Saviano non serve, parola di Fede. Senza parole

Per il direttore, nel nostro paese non c’è bisogno di Saviano. E di Fede c’è così bisogno?

Emilio Fede non ne può più di Roberto Saviano e lo dichiara apertamente al Tg4. Noi non ne possiamo più invece dei politici legati ai camorristi, oppure degli oltre 500 parlamentari che hanno disertato l’aula quando il ministro Tremonti annunciava la gravità della crisi post Grecia.
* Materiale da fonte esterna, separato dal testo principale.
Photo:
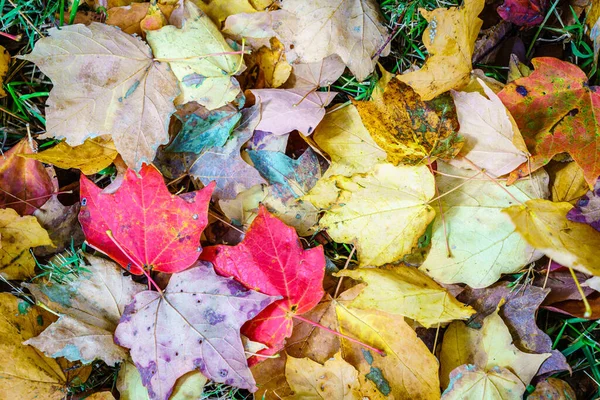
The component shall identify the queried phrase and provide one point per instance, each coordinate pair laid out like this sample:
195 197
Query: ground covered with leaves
303 199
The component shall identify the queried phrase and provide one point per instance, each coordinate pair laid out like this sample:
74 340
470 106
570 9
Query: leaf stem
308 321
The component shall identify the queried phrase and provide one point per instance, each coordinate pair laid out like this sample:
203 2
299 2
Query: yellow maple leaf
450 40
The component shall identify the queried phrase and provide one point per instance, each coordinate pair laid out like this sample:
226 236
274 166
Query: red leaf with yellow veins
272 261
556 112
25 184
142 225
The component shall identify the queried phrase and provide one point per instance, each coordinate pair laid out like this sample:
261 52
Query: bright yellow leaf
409 292
544 225
450 41
90 157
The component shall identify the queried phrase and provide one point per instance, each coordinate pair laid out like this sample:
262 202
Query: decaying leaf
336 379
129 233
271 260
25 184
128 95
544 225
17 235
193 325
90 157
90 305
450 40
410 130
473 383
29 374
409 292
483 243
383 231
195 54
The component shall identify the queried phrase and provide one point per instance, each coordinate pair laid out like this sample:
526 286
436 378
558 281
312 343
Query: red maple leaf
142 225
556 111
271 260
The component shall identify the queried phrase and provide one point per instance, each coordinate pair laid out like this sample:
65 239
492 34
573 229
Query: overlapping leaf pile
437 184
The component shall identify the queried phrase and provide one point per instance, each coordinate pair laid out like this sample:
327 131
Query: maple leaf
487 129
225 166
290 180
26 184
407 291
200 58
271 260
336 379
472 382
29 374
587 209
544 225
483 243
135 240
383 231
556 110
523 12
128 95
410 130
90 157
487 348
17 235
193 324
285 110
90 305
450 42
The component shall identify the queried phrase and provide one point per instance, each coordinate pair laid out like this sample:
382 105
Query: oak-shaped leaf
128 94
25 184
90 306
557 111
125 224
193 325
271 260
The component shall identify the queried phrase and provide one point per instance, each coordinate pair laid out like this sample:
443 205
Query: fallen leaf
25 184
524 12
410 130
483 242
408 370
353 29
552 389
208 78
204 128
489 347
544 225
29 374
128 95
450 41
61 224
271 260
342 135
587 208
285 110
492 139
137 241
17 235
550 124
129 383
290 180
336 379
568 182
225 166
90 306
409 292
383 231
473 383
90 157
198 307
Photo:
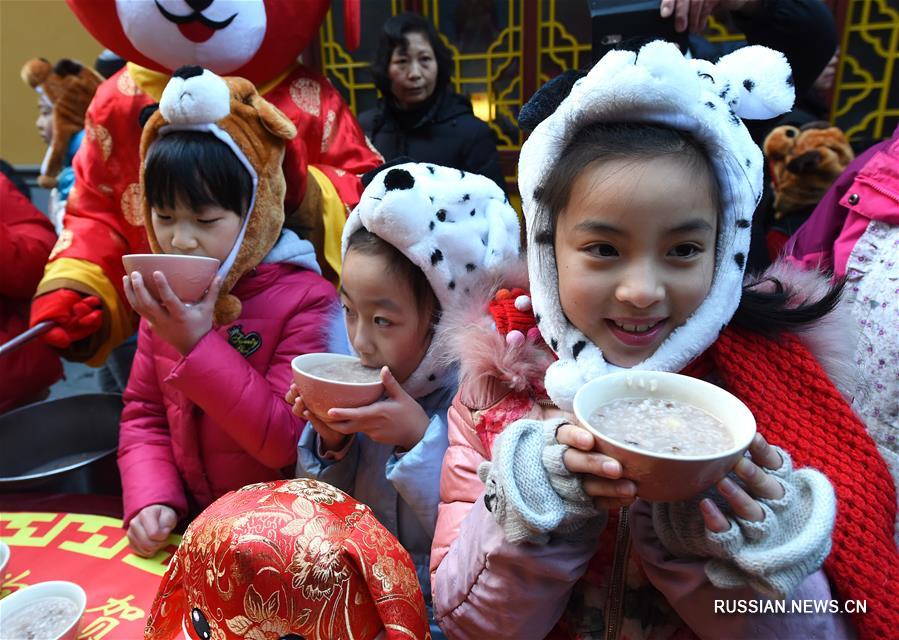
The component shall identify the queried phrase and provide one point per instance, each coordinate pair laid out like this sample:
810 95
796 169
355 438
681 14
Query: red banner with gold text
93 552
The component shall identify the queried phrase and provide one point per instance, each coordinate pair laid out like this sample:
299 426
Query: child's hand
757 481
150 529
330 440
602 479
397 420
179 324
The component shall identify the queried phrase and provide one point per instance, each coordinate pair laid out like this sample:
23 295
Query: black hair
394 34
197 170
367 243
764 311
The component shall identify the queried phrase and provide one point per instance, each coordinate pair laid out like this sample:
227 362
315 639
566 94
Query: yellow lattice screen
490 66
866 99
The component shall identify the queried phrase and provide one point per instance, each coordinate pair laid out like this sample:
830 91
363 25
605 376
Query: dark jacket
447 133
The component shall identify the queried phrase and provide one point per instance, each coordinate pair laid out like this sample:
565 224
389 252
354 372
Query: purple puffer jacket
198 426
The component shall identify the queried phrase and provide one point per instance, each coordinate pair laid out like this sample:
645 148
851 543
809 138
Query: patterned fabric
872 273
794 410
292 557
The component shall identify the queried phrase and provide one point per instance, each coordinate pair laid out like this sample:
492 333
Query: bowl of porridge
674 435
330 380
188 276
43 611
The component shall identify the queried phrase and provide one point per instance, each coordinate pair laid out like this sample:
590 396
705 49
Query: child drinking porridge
423 239
638 193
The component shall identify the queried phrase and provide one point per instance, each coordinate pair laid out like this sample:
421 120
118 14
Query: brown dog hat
69 87
804 162
230 109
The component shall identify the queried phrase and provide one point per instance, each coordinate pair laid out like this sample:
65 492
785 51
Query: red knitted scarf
797 407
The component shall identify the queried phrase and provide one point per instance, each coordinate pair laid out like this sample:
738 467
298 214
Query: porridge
662 426
345 371
43 619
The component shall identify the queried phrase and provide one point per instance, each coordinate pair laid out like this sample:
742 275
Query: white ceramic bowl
57 588
188 276
321 394
664 477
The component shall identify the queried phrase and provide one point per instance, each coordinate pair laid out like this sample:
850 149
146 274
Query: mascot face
254 39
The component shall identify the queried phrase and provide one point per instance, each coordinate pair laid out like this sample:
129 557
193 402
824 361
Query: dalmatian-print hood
658 85
457 227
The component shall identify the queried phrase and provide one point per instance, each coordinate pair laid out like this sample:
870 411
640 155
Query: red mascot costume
257 39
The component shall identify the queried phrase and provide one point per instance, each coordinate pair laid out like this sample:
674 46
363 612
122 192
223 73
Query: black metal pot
66 445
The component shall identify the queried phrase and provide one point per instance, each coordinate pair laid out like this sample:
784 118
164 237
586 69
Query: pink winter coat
485 587
198 426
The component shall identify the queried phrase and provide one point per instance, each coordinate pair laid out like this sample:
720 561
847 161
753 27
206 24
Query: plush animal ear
761 81
547 99
780 142
36 71
146 112
66 67
352 24
273 119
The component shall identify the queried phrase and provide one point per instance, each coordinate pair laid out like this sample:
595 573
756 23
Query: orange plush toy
68 87
804 162
288 560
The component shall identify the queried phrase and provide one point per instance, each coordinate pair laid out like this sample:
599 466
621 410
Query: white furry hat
658 85
457 227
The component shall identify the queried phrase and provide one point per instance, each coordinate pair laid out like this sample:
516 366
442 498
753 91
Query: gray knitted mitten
530 492
772 556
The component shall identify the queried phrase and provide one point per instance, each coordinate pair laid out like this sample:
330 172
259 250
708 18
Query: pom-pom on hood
658 85
457 227
69 87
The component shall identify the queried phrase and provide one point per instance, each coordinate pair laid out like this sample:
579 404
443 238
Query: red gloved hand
76 316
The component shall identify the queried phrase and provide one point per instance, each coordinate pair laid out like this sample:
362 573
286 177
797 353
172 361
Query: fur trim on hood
469 338
230 109
457 227
657 85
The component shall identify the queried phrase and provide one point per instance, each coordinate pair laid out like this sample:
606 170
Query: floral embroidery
131 205
62 243
99 135
306 94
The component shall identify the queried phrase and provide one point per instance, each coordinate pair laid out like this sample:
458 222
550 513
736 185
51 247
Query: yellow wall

A Fede questo non disturba, forse: a molti cittadini che li hanno votati, magari sì.

Ecco il virgolettato del direttore del Tg4. Senza commento

“Ci sono state polemiche in questi giorni per quanto riguarda Roberto Saviano, ormai sempre lui, la camorra, per carità, ma non è lui che ha scoperto la lotta alla camorra, ma non è lui il solo che l’ha denunciata, ci sono registi autorevoli, ci sono magistrati che l’hanno combattuta e sono morti. Lui è superprotetto, giustamente, e sempre deve essere protetto, però non se ne può più, voglio dire, di sentire che lui è l’eroe, qualcuno gli ha offerto pure la cittadinanza onoraria…di che cosa non si capisce. Ha scritto dei libri contro la camorra, lo ha fatto tanta altra gente, senza fare clamore, senza andare sulle prime pagine, senza raccogliere firme, senza rompere…uhm…volevo dire, scusate, senza disturbare le riflessioni della gente che ha capito bene. Un paese come il nostro è contro la malavita organizzata, non c’è bisogno che ci sia Roberto Saviano”.